LiteLLM's spend log converts each request's cost using a built-in cost map. When a model is brand new, the cost map often hasn't picked it up yet and the spend log computes a cost of zero. The stopgap is to attach input_cost_per_token / output_cost_per_token on the model config as custom prices; once a LiteLLM update adds the pricing (v1.88.1 added Opus 4.8, for instance), the custom price can be removed, and leaving it in does no harm. For attributing cost to a specific project or claiming AWS MAP credits, tag calls with the Application Inference Profile mentioned earlier.

Observability

Install the CloudWatch Observability add-on on EKS, which ships two DaemonSets: the CloudWatch Agent collects Pod/node CPU, memory, and network (into Container Insights), and Fluent Bit forwards container stdout/stderr into CloudWatch Logs (30-day retention). On the LiteLLM side, two environment variables give structured logs: LITELLM_LOG=INFO (per request: model, routing decision, HTTP status, token usage) and LITELLM_DETAILED_TIMING=true (per-stage timing). For hard cases, switch temporarily to LITELLM_LOG=DEBUG to see full request/response bodies; DEBUG has a performance cost, so set it back to INFO when done. Logs land in the /aws/containerinsights/<cluster>/application log group, where Logs Insights is the easiest way to query.

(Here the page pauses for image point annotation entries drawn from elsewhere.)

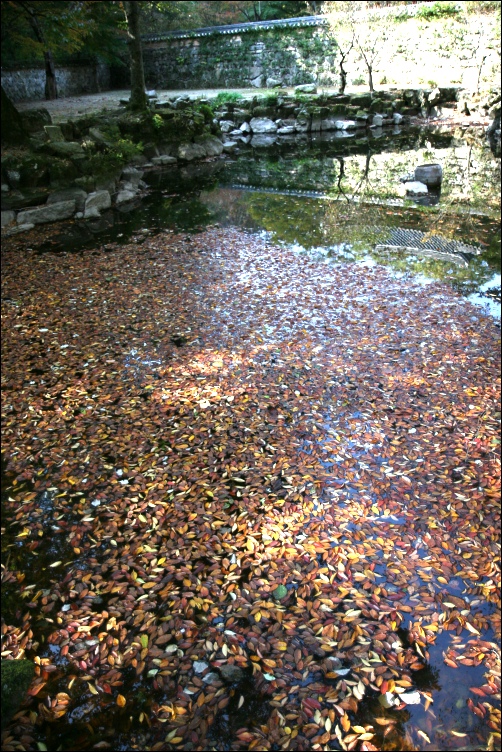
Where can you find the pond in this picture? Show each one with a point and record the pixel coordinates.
(340, 201)
(250, 487)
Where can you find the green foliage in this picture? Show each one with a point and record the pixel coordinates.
(438, 9)
(107, 160)
(16, 679)
(225, 97)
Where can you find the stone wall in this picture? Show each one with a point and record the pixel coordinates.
(72, 80)
(258, 58)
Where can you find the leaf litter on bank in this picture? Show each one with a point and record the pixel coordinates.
(308, 481)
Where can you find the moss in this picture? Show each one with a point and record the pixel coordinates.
(16, 679)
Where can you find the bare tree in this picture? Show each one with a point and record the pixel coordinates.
(354, 24)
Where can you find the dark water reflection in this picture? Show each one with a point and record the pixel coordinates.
(336, 199)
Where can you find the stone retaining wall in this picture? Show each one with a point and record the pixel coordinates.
(72, 80)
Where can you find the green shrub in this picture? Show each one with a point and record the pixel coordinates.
(438, 9)
(226, 96)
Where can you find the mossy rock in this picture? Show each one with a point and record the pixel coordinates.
(361, 100)
(378, 105)
(16, 679)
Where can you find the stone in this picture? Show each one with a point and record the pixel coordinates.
(124, 196)
(231, 673)
(188, 152)
(415, 188)
(345, 125)
(78, 194)
(66, 148)
(434, 96)
(262, 140)
(54, 133)
(227, 125)
(99, 137)
(306, 88)
(96, 202)
(132, 176)
(165, 159)
(262, 125)
(8, 218)
(16, 679)
(328, 124)
(21, 228)
(47, 213)
(212, 145)
(35, 120)
(431, 175)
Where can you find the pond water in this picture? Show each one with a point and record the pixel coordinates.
(334, 200)
(339, 200)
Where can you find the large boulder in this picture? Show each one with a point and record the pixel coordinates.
(66, 148)
(96, 202)
(47, 213)
(35, 120)
(431, 175)
(68, 194)
(263, 125)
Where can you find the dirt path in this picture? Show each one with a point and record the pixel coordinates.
(253, 499)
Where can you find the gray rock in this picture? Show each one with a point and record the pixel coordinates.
(66, 149)
(188, 152)
(263, 125)
(345, 125)
(263, 140)
(165, 159)
(67, 194)
(431, 175)
(132, 176)
(227, 125)
(99, 137)
(21, 228)
(124, 196)
(96, 202)
(415, 188)
(307, 88)
(47, 213)
(212, 145)
(54, 133)
(231, 673)
(8, 218)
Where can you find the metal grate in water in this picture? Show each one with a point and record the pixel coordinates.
(413, 241)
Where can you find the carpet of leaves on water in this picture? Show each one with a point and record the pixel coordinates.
(238, 476)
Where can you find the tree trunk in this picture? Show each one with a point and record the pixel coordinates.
(12, 125)
(139, 100)
(51, 91)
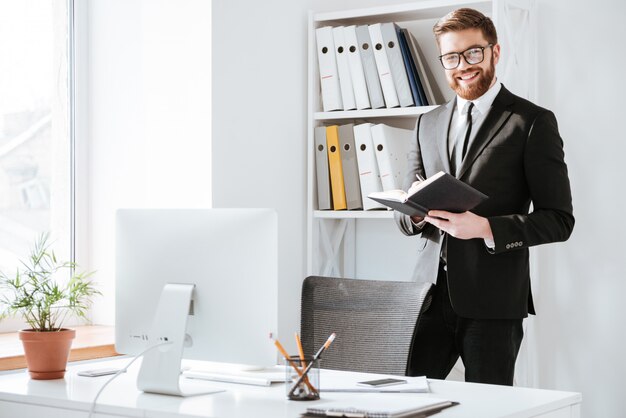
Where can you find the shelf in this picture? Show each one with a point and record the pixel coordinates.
(428, 9)
(353, 214)
(398, 112)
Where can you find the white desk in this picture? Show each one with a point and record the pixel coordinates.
(71, 398)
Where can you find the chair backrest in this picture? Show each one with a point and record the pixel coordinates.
(374, 321)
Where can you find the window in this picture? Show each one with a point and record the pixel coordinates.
(36, 191)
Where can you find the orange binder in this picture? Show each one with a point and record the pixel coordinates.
(337, 186)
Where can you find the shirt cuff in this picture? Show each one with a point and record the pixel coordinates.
(417, 226)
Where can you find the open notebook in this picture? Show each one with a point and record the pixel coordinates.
(380, 408)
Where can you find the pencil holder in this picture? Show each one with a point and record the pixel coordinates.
(300, 388)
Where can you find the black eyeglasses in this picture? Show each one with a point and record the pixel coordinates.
(473, 55)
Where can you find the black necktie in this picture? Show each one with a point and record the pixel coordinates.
(468, 132)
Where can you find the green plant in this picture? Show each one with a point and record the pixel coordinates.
(34, 294)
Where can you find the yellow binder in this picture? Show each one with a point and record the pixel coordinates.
(334, 165)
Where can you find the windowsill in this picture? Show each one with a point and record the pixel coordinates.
(91, 342)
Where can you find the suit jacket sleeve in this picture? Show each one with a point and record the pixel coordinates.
(552, 218)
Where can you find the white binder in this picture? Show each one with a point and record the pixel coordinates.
(321, 170)
(350, 167)
(329, 76)
(356, 68)
(369, 177)
(396, 64)
(427, 83)
(345, 77)
(382, 65)
(392, 149)
(369, 67)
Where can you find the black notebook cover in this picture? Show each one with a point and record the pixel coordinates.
(443, 193)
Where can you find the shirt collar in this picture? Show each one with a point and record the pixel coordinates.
(483, 103)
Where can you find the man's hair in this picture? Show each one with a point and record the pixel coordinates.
(466, 18)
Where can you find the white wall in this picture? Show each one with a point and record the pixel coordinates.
(148, 78)
(259, 137)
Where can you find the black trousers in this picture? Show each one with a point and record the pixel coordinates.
(488, 347)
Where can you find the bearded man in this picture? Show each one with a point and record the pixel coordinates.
(509, 149)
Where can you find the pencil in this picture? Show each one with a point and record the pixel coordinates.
(300, 350)
(294, 365)
(317, 355)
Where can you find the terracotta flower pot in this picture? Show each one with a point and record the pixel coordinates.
(47, 352)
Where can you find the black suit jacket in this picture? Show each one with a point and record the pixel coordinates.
(515, 158)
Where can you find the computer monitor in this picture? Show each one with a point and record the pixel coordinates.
(224, 260)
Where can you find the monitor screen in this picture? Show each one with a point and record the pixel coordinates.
(229, 255)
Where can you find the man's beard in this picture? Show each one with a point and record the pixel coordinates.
(476, 89)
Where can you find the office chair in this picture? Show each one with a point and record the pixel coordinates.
(374, 321)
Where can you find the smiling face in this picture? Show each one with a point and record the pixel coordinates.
(470, 81)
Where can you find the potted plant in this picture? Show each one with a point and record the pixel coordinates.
(35, 293)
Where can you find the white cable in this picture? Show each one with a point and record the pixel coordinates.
(119, 372)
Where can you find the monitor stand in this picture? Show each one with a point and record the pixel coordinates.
(160, 368)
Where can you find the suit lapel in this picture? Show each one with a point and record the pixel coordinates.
(497, 117)
(443, 127)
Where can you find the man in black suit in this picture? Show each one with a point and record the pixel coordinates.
(509, 149)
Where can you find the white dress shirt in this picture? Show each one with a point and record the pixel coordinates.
(482, 106)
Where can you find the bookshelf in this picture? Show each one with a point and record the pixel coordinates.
(367, 244)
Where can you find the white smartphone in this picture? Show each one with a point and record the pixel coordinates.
(381, 382)
(98, 372)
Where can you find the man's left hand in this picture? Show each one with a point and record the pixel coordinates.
(466, 225)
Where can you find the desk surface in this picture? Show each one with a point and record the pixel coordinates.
(21, 396)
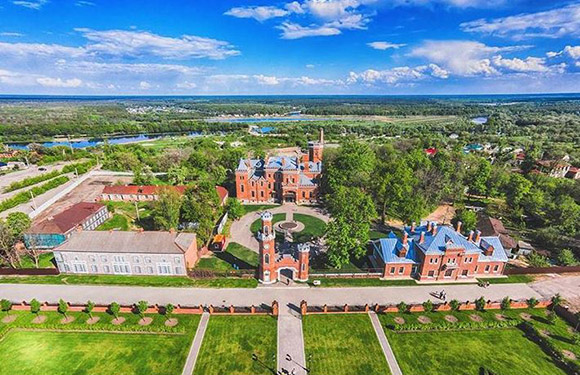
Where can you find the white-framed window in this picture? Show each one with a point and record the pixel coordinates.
(164, 268)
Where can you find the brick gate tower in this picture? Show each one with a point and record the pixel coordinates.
(294, 258)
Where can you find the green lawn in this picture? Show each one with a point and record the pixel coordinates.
(467, 350)
(257, 207)
(313, 228)
(63, 351)
(159, 281)
(117, 222)
(503, 351)
(257, 224)
(331, 282)
(343, 345)
(230, 341)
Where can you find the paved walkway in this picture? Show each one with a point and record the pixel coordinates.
(240, 230)
(196, 345)
(389, 355)
(291, 341)
(244, 297)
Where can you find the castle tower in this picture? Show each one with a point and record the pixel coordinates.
(267, 241)
(303, 261)
(315, 148)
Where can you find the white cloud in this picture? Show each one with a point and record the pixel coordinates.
(529, 64)
(144, 85)
(553, 23)
(385, 45)
(142, 43)
(58, 82)
(259, 13)
(31, 4)
(295, 31)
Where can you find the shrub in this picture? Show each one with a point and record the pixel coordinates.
(5, 305)
(532, 302)
(142, 307)
(62, 307)
(34, 306)
(89, 308)
(454, 304)
(403, 307)
(506, 303)
(114, 309)
(480, 304)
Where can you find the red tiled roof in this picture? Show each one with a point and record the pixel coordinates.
(138, 189)
(68, 219)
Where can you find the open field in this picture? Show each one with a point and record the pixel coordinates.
(230, 341)
(54, 348)
(342, 345)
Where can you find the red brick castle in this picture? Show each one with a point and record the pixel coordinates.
(280, 179)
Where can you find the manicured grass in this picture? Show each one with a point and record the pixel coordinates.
(342, 345)
(154, 281)
(117, 222)
(230, 341)
(511, 279)
(358, 282)
(257, 207)
(313, 228)
(257, 224)
(466, 350)
(63, 351)
(44, 261)
(503, 351)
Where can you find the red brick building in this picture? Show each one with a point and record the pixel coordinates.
(281, 179)
(292, 263)
(439, 253)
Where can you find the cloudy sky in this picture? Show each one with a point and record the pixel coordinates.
(200, 47)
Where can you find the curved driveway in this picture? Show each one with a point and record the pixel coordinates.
(240, 230)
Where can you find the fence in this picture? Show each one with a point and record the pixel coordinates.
(467, 305)
(160, 309)
(29, 272)
(539, 270)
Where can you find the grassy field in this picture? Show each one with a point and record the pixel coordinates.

Each layer checks for different things: run through the items common to every deployment first, then add the ones for whichever layers the customer uses.

Common · check on every deployment

• Never open 0.0.0.0/0 inbound on the ALB security group; allow only the customer's known IPs.
• Raise and align every timeout in the path: ALB / Nginx default to 60s and will cut long conversations; set them all to 600s.
• Clients only ever get a virtual key; AWS credentials stay locked in the gateway Pod, never handed to the client.
• Always use thinking: adaptive for Opus 4.7/4.8; don't send the deprecated budget_tokens.
• For a primary model using server-side tools (e.g. web search), turn off drop_params, or the tool definition gets stripped.
• Use bare IDs through bedrock/converse/ for open-weight models, and add their ARNs one by one in IAM.
• Before configuring AIP cost tracking, confirm the target region has the model's regional base model; an AIP can't wrap global.*.

From L2 · when going private in-region

• Create an in-region Bedrock VPCE with Private DNS, and remove the internet route from the Pod subnet.
• Allow inbound 443 from the Pod subnet on the VPCE security group.

Add at L3 · cross-region private

• The endpoint must be the VPCE's own hostname; Private DNS does not propagate across VPCs, and the default hostname resolves to a public IP.
• aws_region_name must match the VPCE's region, or the SDK signature fails.
• On both sides, add a route to the peer CIDR via the peering connection, and allow the peer VPC CIDR in the security group.

Add at L4 · cross-account

• Both IAM policies must carry sts:TagSession, paired with sts:AssumeRole, or you get AccessDenied.
• The target account's cross-account role trusts the workload account's Pod Role, with a permission policy granting Bedrock calls.